十川幸司訳、講談社学術文庫『メタサイコロジー論』、2018年所収。訳者解説によれば、本論文「喪とメランコリー」の初稿は1914年に書かれ、論文として発表されたのは1917年。なお、タイトルにもある「喪」は、ドイツ語Trauer の訳。

グリーフ研究の出発点ともされる本論文だが、喪よりもメランコリーに重点がある。「今度はメランコリーの本質を喪という正常な情動との比較を通して明確にすることを試みようと思う」(131)って冒頭に書いてあるやん。というか、論の全面を通して、そもそも治療のことよりも、人間精神を把握したい、そのための概念をつくりたいという関心が勝っているように思われる。喪のことは、そのための一材料にすぎないという印象。

メランコリーとは、正常な情動である喪の、ある種の逸脱形態である。「正常な状態とは、現実に対する尊重が勝利を保つことである」(133)と言われる。フロイトは内的な精神世界の探求者とみなされてきたし、それが嘘というわけでもないだろうが、ここでは、ごく常識的なかたちで現実/非現実を区別しているようにみえる。現実なるものの境界の曖昧さを意識しているようには思えない。

メランコリーには、対象の喪失、両価性、自我へのリビドーの対抗という3つの条件があげられている(152)。対象の喪失だけならば、喪と共通しているというわけだろう。

「メランコリー患者には、さらに常軌を逸した自我感情の低下と顕著な自我の貧困化が生じるが、喪の場合にはそのような特徴は見られない。喪の場合は世界が貧しく空虚であるが、メランコリーの場合は自我それ自体が貧しく空虚になる」(135)。

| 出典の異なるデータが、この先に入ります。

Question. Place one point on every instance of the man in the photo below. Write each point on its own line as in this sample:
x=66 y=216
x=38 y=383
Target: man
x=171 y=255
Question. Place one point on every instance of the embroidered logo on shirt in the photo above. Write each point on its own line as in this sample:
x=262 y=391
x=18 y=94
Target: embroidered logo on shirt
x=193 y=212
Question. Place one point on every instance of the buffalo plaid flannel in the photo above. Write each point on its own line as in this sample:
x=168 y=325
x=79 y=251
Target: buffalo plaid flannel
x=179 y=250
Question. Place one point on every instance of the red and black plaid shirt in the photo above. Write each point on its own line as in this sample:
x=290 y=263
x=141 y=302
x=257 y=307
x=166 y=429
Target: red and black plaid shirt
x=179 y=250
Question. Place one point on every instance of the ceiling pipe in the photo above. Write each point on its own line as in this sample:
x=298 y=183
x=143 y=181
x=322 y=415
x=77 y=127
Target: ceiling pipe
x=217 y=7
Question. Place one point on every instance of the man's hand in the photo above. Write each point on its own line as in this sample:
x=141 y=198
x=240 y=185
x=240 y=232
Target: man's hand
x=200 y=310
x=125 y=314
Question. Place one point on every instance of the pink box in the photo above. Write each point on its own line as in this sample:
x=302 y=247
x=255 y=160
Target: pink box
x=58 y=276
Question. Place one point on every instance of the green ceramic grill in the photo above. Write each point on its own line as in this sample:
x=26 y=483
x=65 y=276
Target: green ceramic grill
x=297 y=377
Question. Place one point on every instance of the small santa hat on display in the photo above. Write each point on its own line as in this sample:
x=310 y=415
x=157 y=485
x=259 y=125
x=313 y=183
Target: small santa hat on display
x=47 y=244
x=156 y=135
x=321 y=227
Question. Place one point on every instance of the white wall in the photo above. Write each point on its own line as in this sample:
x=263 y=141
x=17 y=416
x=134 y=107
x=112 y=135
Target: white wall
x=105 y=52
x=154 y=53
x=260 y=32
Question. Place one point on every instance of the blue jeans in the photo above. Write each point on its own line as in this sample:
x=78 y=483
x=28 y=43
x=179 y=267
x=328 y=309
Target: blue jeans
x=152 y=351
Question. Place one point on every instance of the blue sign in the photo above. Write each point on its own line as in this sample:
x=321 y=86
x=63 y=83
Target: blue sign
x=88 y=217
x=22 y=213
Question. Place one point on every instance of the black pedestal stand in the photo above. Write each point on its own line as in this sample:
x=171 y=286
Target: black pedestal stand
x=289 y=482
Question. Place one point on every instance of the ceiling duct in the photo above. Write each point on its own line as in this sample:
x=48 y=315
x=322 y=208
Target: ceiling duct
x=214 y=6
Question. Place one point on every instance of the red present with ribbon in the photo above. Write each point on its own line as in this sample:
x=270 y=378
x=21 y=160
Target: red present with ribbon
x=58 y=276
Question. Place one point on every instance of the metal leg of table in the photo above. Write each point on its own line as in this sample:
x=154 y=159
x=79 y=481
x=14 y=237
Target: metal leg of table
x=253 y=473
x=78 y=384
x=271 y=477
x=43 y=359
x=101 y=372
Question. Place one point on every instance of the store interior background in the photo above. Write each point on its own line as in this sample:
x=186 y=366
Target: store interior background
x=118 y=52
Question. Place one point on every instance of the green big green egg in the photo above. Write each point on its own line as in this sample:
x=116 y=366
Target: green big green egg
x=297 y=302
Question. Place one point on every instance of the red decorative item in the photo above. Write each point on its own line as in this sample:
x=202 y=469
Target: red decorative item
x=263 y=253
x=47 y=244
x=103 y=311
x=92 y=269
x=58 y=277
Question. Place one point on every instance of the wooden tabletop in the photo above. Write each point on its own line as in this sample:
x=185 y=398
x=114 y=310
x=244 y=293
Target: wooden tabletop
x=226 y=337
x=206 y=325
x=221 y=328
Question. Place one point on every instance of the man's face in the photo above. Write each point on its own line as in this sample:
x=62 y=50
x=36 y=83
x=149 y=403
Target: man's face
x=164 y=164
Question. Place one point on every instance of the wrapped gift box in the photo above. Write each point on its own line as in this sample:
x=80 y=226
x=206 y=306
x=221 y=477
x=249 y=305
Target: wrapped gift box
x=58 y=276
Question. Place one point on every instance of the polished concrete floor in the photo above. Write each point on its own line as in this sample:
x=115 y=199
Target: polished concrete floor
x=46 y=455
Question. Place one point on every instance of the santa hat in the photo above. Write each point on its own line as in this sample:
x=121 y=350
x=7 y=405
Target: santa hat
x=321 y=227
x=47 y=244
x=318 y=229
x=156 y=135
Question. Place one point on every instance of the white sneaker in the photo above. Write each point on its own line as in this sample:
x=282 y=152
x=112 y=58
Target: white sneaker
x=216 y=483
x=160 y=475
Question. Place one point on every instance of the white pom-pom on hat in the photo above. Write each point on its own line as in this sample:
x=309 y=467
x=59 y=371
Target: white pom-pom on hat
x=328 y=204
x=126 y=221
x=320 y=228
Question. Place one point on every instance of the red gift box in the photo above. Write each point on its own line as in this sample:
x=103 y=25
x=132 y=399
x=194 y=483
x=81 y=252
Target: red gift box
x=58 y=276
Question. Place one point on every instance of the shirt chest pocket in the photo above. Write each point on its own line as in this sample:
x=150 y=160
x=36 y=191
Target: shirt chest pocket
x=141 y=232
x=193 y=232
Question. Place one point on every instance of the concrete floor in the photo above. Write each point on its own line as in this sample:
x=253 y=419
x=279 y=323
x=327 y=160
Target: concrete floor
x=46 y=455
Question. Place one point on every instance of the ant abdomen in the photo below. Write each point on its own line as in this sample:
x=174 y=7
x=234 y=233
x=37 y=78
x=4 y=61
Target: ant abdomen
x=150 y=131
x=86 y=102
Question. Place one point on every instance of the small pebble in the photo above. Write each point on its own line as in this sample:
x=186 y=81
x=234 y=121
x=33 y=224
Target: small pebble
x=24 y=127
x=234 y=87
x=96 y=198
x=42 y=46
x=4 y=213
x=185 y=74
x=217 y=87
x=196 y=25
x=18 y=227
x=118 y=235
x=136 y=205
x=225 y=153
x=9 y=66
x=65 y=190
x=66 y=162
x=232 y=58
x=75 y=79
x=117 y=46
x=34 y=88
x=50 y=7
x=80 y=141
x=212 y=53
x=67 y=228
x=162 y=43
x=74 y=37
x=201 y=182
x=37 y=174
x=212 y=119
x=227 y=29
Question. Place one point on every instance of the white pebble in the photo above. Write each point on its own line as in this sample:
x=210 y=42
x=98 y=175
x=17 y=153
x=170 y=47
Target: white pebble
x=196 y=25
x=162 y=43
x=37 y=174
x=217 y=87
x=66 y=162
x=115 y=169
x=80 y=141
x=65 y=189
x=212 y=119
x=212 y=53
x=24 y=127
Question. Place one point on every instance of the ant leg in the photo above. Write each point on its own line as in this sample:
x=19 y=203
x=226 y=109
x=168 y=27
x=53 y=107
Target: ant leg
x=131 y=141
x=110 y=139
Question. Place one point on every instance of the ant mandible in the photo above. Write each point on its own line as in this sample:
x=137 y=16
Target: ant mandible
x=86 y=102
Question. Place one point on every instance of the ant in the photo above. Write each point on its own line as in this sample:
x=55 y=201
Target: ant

メランコリー患者に見られる自己避難について。「自己批判を、愛する対象への非難が方向を変えて患者の自我に向けられたものと理解するなら、私たちはメランコリーの病像の鍵を手に入れたことになる」(138)。「リビドーは、そこで自由に使われるのではなく、放棄した対象を自我に同一化させるために用いられる。・・・・・・対象喪失は自我喪失に変わり、自我と愛する人との葛藤は、自我批判と同一化によって変化した自我の内的分裂に変わったのである」(140)。

「喪は自我に対象を断念させるために対象の死を明らかにし、生き残ることの利得を自我に示す。それと同様に、メランコリーのあらゆる両価性の葛藤は、対象に対するリビドーの固着を緩めるために対象を貶め、価値を落として、いわばそれを打ち倒すのである」(151)。

実は、喪については上に挙げたくらいのことしか書いていない。少なくとも本論文において、フロイトにおける喪の概念は、メランコリーという症状を検討するために引きあいに出されているものであり、探究の対象ではなく最初から前提されているものにすぎない。フロイトの探究のまなざしは、メランコリーやヒステリーといった歪んだかたちの精神現象に向けられているが、それは、その歪み方を通じてこそ、表面からは隠された心理的メカニズムがみえてくるという発想にもとづくものではないか。わざわざ、「喪という正常な情動」を取り上げるのではなくて、メランコリーの方を主題として取り上げようとする問題設定のしかたにそうしたフロイトの発想法を感じる。